What other traffic-calming devices are there??!! The only other permanent non-speed-bump attempts to resist velocity that I know of exist on Bay Ridge Ave. (after Rockfish/BB&T heading away from downtown), where the road itself obnoxiously and inexplicably swerves to the right, twice, as if to avoid a herd of wandering buffalo.

What else is there? The radar/visual display that merely tells you how fast you are going? First of all, isn't the county council trying to make signs like this illegal? And second of all, you can't convince me that they are more effective or cheaper than a big hump of asphalt.

On my street, there are 4 speed bumps over a .3 mile stretch. If you speed, you will mess up your car. Why is this strategy a last resort?

3 comments:

PAUL FOER said...

In general, highway engineers and planners tend to dislike speed bumps for traffic calming. For one thing, it causes real problems for emergency vehicles. Speeding drivers, who are of course the problem (I have to wonder why you did not pick on that as the real issue--sort of like the bar closing or the plastic bag thing), tend to continue their speeding up to them, then braking hard, and then speeding up again, so the real offenders are not stopped from their offense. While I do not necessarily agree, there are other preferred ways to calm and slow traffic that include visual obstructions (planters), allowing parking on both sides to constrict flow and speed etc.
I found that whole article odd and the quotes you referred to odd as well, because it's a real violation of the rule of law to just go out and make your own homegrown traffic "solution". After all, roads are one of the primary functions of local government, something that liberals and conservatives can probably agree upon. Where will this stop? With our own private water supply or police force?

Anonymous said...

Speed bumps are expensive, require additional signage, and create additional road noise - so sayeth City Councils across the country. They also hinder emergency vehicles and interfere with plowing.

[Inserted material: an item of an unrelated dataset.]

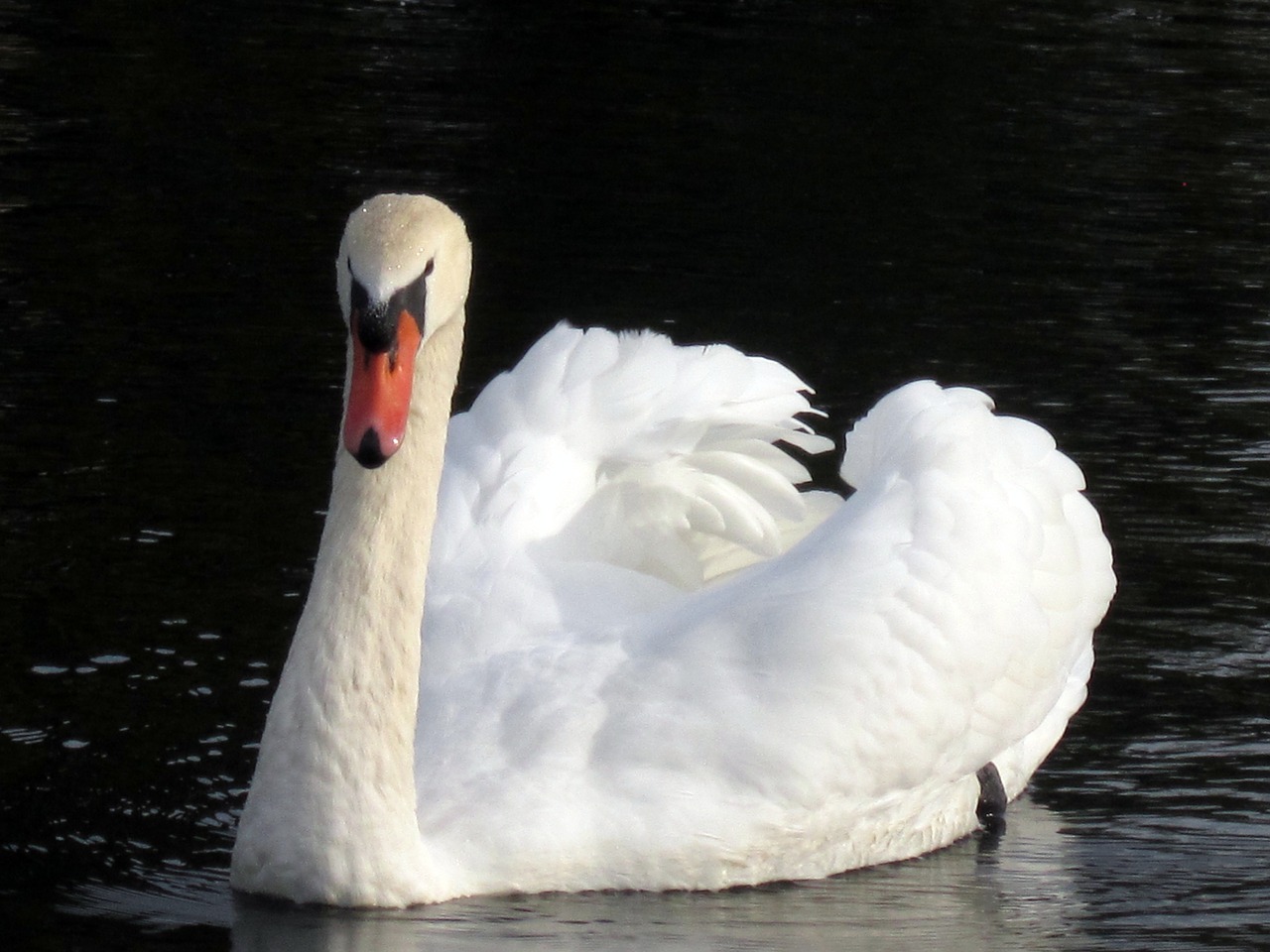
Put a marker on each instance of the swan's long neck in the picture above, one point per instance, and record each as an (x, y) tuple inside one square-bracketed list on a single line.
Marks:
[(331, 811)]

Other options in the traffic engineers basic handbook for traffic calming include -
- wider lines (to make the road appear more narrow)
- additional signage
- traffic circles, yield signs, stop signs (all of which cause congestion, noise, accidents)
- deploying the dreaded radar sign
- increase police presence
- traffic cameras

For the ridiculous, make sure you visit St Maragarets road at its intersection with Old Mill Bottom Rd.

Brian Gill said...

Based on the above comments, it seems fair to say that even if speed bumps are the most effective speed reduction devices, there are not the ideal ones. Thanks to the commenters for the info.